CHICAGO (WGN) — Millions of masks purchased from China by the state of Illinois may not be useable by those on the front lines of the coronavirus pandemic after multiple states recalled similar equipment Thursday.
Illinois Governor JB Pritzker has been scouring the world for gowns, gloves and masks to protect medical workers and first responders across the state from COVID-19.
That includes many KN95 masks bought from China, which the Centers for Disease Control and Prevention said earlier this month was an acceptable alternative to the United States approved N95 masks. State spending records reveal Illinois has already spent nearly $17 million buying the KN95 masks.

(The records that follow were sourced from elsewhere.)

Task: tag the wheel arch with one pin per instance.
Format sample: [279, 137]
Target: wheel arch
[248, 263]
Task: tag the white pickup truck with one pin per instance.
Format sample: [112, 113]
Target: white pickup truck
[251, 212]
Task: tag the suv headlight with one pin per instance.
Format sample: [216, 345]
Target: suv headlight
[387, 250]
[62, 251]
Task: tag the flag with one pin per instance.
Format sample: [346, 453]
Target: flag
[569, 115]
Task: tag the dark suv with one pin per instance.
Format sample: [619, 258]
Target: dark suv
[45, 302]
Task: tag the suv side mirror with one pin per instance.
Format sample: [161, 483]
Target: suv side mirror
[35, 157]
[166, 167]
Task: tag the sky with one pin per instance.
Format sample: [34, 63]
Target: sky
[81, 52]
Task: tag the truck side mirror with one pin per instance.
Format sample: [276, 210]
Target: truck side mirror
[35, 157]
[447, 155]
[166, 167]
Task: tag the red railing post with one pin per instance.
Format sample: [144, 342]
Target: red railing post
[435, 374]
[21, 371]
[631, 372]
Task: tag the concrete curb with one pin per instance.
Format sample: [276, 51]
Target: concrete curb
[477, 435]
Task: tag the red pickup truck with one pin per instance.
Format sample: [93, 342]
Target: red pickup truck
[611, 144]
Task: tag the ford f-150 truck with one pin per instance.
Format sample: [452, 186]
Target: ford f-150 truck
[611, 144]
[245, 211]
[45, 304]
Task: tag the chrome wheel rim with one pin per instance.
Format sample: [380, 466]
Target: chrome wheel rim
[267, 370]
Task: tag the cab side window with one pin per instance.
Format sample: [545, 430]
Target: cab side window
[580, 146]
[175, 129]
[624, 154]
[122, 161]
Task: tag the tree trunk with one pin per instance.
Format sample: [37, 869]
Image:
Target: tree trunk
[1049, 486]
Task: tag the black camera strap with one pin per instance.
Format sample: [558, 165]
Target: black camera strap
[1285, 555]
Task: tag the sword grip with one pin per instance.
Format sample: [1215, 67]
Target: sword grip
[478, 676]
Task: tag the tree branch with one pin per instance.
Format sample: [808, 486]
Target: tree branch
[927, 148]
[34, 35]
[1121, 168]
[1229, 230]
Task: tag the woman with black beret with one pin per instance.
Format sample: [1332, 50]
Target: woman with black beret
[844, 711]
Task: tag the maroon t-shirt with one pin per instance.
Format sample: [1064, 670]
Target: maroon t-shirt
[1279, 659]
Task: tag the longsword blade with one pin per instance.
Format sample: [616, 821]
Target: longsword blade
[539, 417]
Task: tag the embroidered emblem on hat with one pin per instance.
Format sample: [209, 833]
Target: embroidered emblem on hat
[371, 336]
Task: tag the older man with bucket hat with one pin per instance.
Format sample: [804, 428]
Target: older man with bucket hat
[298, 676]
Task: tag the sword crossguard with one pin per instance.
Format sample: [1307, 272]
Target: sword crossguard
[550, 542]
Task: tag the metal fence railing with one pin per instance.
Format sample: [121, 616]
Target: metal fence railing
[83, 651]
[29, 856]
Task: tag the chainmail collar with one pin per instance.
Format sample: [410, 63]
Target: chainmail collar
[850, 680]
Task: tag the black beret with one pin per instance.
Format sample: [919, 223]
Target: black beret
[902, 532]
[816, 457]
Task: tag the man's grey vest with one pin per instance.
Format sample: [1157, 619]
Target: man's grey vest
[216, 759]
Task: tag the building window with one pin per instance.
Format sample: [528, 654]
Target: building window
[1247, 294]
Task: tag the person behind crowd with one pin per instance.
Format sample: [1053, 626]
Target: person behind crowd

But now, officials in Missouri are recalling thousands of KN95 masks after testing by the state’s Department of Health and Senior Services over the weekend found some did not meet their standards, according to director Sandy Kartsen.
An alert from the Illinois Department of Public Health followed, saying the KN95 masks may not meet performance standards and counterfeit masks are “flooding the marketplace.”
The department recommends agencies remove any KN95 masks that have already been received.
Pritzker said the state is doing its best to be vigilant as they rush to buy more equipment.
“You know things come in shipments of a million – you can’t go through one mask at a time and so you try to take samples from the shipments that come in, make sure you got what you are paying for,” Pritzker said during a press conference Thursday.
Illinois Comptroller Susana Mendoza also acknowledged the wild west nature of purchasing personal protective equipment in an interview last week.
“This is what we’ve resorted to these days: it kind of feels like you’re doing a sketchy drug deal on the side of the road when you’re trying to save people’s lives,” she said.
The IDPH is advising hospital staff not to use the KN95 masks during higher-risk environments, and rely on N95 masks instead.
Additionally, in new guidance issued Thursday night the IDPH said they would not recall any previously-distributed masks and advised first responders they could be used as “crisis alternatives.”